Investigating brain-stem dysfunction in ME/CFS using 7-Tesla MRI

Principal investigator

Dr Leighton Barnden

Institution

Menzies Health Institute Queensland, Griffith University, Southport, Queensland, Australia

Start date

April 2021

Funding

This project is funded by ME Research UK with the financial support of the Fred and Joan Davies Bequest.

Background and aim

Many of the symptoms experienced by people with ME/CFS – including problems with concentration, memory, vision and heart-rate control – suggest abnormalities in the brain and nervous system. Indeed, research has demonstrated changes to the brain structure of ME/CFS patients, as well as impairments in the connectivity between different regions of the brain, and disruption to the autonomic nervous system (which regulates many body functions).

Dr Leighton Barnden and his team at Griffith University in Queensland, Australia have been particularly active in this area, using magnetic resonance imaging (MRI) to demonstrate an upregulation in white-matter myelin that was associated with ME/CFS severity but independent of anxiety and depression.

Jiasheng Su, Leighton Barnden and Kiran Thapaliya

They also detected correlations between abnormal MRI findings and autonomic measures within the reticular activation system (RAS) of the brain stem.
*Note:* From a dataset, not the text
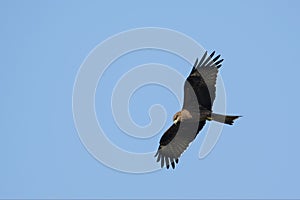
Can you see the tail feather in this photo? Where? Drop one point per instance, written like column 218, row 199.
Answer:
column 226, row 119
The RAS is a diffuse network of small interconnected nuclei with important regulatory functions, including controlling the sleep–wake cycle and brain arousal levels, which affect attention, sensory perception, cognitive performance and memory, all of which are deficient in ME/CFS.

In addition, functional MRI was used to confirm deficits in connectivity between RAS nuclei. These findings all suggest that nerve signalling in the brain stem is impaired in ME/CFS.

To date, Dr Barnden’s results have been limited by the strength of the magnetic used in his MRI scanner. While 3-Tesla MRI is commonly used and works well in clinical practice, a stronger magnet such as 7 Tesla allows much more detailed images to be obtained, which can be very valuable in research.

Dr Barnden therefore plans to repeat many of his previous brain-stem RAS measurements using a stronger 7-Tesla MRI scanner, which will provide increased sensitivity and resolution, and hopefully uncover more information about the RAS abnormalities in people with ME/CFS.

However, he will also add some more recently developed MRI measurement techniques to identify and characterise new aspects of RAS pathology. Although the studies will specifically target the brain-stem RAS, the team will also look for differences throughout the brain in ME/CFS.

To confirm and expand their understanding of RAS dysfunction in ME/CFS, they will also test associations between RAS connectivity and various clinical parameters, which could provide valuable biomarkers of ME/CFS.